All traders pay attention to price change, but should they also be looking at the patterning of that change? Does *how* a market moves from one point to another make a difference in its future movement?
In my recent post, I looked at strong 60-day periods in the market and showed how it is not just the trend of price change, but its trajectory, that leads for those moves to persist. This post will focus on short-term moves of five days going back to 2004 (N = 697 trading days).
During that time, we've had 258 occasions in which the S&P 500 Index (SPY) has been up over the last five sessions and up over the most recent session. Three days later, SPY has averaged a loss of -.03% (130 up, 128 down). That is weaker than the average gain of .09% (387 up, 310 down) for the entire sample.

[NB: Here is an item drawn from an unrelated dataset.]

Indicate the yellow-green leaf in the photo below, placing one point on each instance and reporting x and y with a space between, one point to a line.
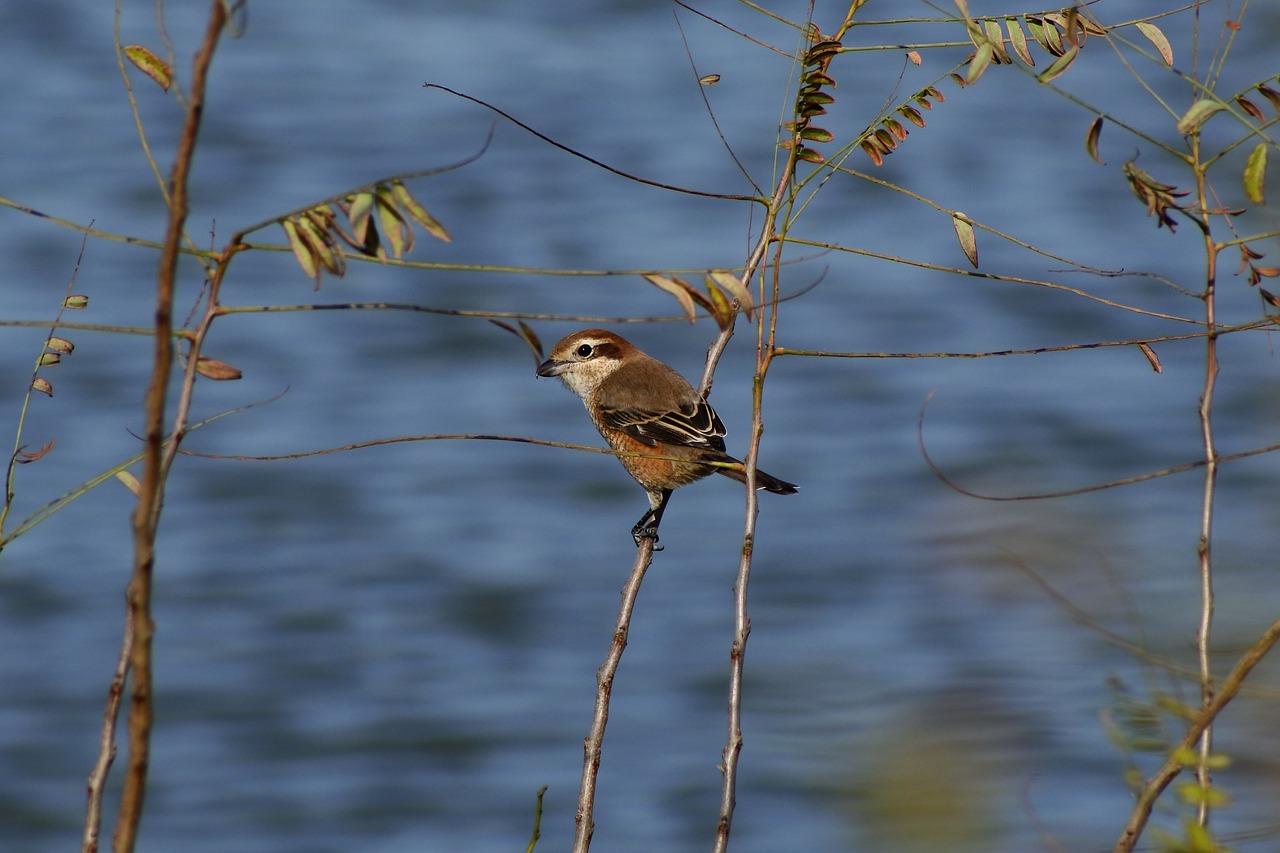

When the previous five sessions have been up, but the most recent trading day has been down (N = 133), the next three days in SPY average a gain of .04% (74 up, 59 down)--a bit weaker than average, but not so weak as the dual up periods.
When the previous five sessions in SPY have been down, but the latest day has been up (N = 119), the next three days in SPY have averaged a gain of .15% (68 up, 51 down), somewhat better than average.
When the last five sessions are down *and* the most recent trading day is down (N = 187), the next three days in SPY average a gain of .25% (115 up, 72 down), handsomely above average.
These data fit nicely with the findings of Larry Connors and Conor Sen in their book "How Markets Really Work", which found that returns are better after short-term weakness rather than short-term strength.
The results also suggest that market returns are patterned in a manner that is precisely the opposite from the pattern of human expectations. If we see something rise during the past day and also during the past five days, it is human nature to look for the trend to be our friend and continue into the next several days. Conversely, if the market is down today and has been down over the past week, we naturally consider the market weak and expect further price softness.
But what happens is precisely the opposite.
The psychology of short-term trading begins with the simple realization that the market's patterns run counter to the cognitive and emotional patterns of the average person. Which may be why average people do not profit as short-term traders.